Nicola Sturgeon has accused Boris Johnson of being a "danger to democracy" after the Prime Minister was left clinging to his job amid a Tory party revolt.
The First Minister described the Conservative leader as someone who did not play "by the normal rules of politics" and would otherwise be pushed out in a matter of weeks by his MPs.
The SNP leader spoke out against Johnson on Tuesday evening after opening the new headquarters of the Scottish Trades Union Congress in the east end of Glasgow.
It comes after some Conservatives hinted the PM could choose to call an early general election in an attempt to silence his party critics.

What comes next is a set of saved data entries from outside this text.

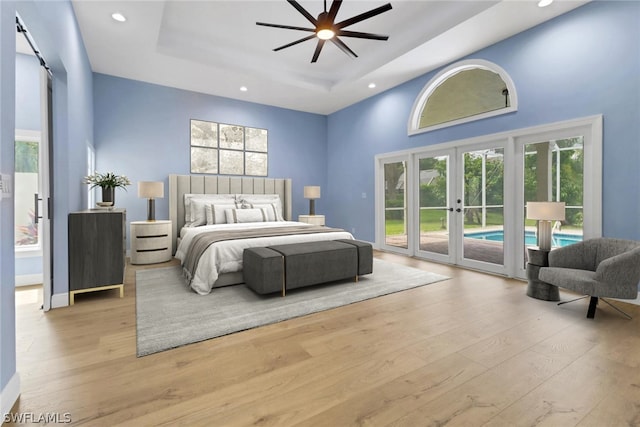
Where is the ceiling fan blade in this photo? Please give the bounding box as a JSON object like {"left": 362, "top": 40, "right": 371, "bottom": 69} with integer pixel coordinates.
{"left": 335, "top": 3, "right": 392, "bottom": 30}
{"left": 287, "top": 0, "right": 318, "bottom": 26}
{"left": 274, "top": 34, "right": 317, "bottom": 52}
{"left": 337, "top": 30, "right": 389, "bottom": 41}
{"left": 256, "top": 22, "right": 315, "bottom": 33}
{"left": 311, "top": 39, "right": 326, "bottom": 63}
{"left": 326, "top": 0, "right": 343, "bottom": 23}
{"left": 331, "top": 37, "right": 358, "bottom": 59}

Asked by the Record if she thought a snap poll was likely, the First Minister said: "If Boris Johnson calls an election it's because he knows he's finished - and he wants to take everybody in his party down with him.
"Do I believe Boris Johnson is capable of such a selfish act? Yes I do - and that is something his own party should be thinking of.
"I don't think there should be a snap general election - but if there is, my party will fight it."
Asked how long she thought Johnson could remain in office, she added: "I thought for a long time it was a question of when, not if, he departs No 10.
"Under the normal laws of politics you could count his longevity in days or weeks not months.
"But he is not someone who is prepared to play by the normal rules of politics and that is part of the problem.
"He is ripping up all of the conventions that underpin our democracy.
"That's what makes him, on one level, for a lot of people, a bit of a figure of fun - but actually very dangerous to the health of democracy here.
"I'm not in control of when he leaves No 10. If I was, he would have been long gone.
"But his own party, as they failed to do last night, really need to ask themselves some serious questions about whether they are prepared to continue to sacrifice the interests of the UK and the very foundations of our democracy on the altar of preserving Boris Johnson."
Meanwhile, Gordon Brown made fun of Johnson while addressing a meeting of the Royal College of Nursing in Glasgow earlier on Tuesday.
The former Labour leader told the profession that there had been three Prime Ministers since he last spoke to them before cheekily adding “at least three Prime Ministers”.
Recounting a story about the 60th anniversary of the NHS, Brown told how the singer Lesley Garrett, whose husband is a doctor, had wanted to sing The Impossible Dream durinng a Westminster Abbey service to mark the occasion but she was prevented from doing so by a decision only to have hymns sung in church.
Brown remarked: “So I said, come to Downing Street and we’ll invite the nurses who were there at the opening of the health service in 1948 and we will have a party.
“Now this was a Downing Street party.
“Obviously we didn’t bring in sackloads of beer or cases of beer, we didn’t find it to be illegal and we didn’t have fixed penalty notices as a result.”
Brown was asked by conference chair BJ Waltho how best if she met Johnson she could pressure him into delivering on pay and conditions for nurses.
The former PM told her: “I have met Boris on many occasions and when you go into a room with him the first thing he does is tell the civil servants to leave.
“And you think you are having a face to face individual chat but the reason he wants then to leave is that nobody knows what has been said, no-one knows what he has promised. And what he has promised will never materialise.”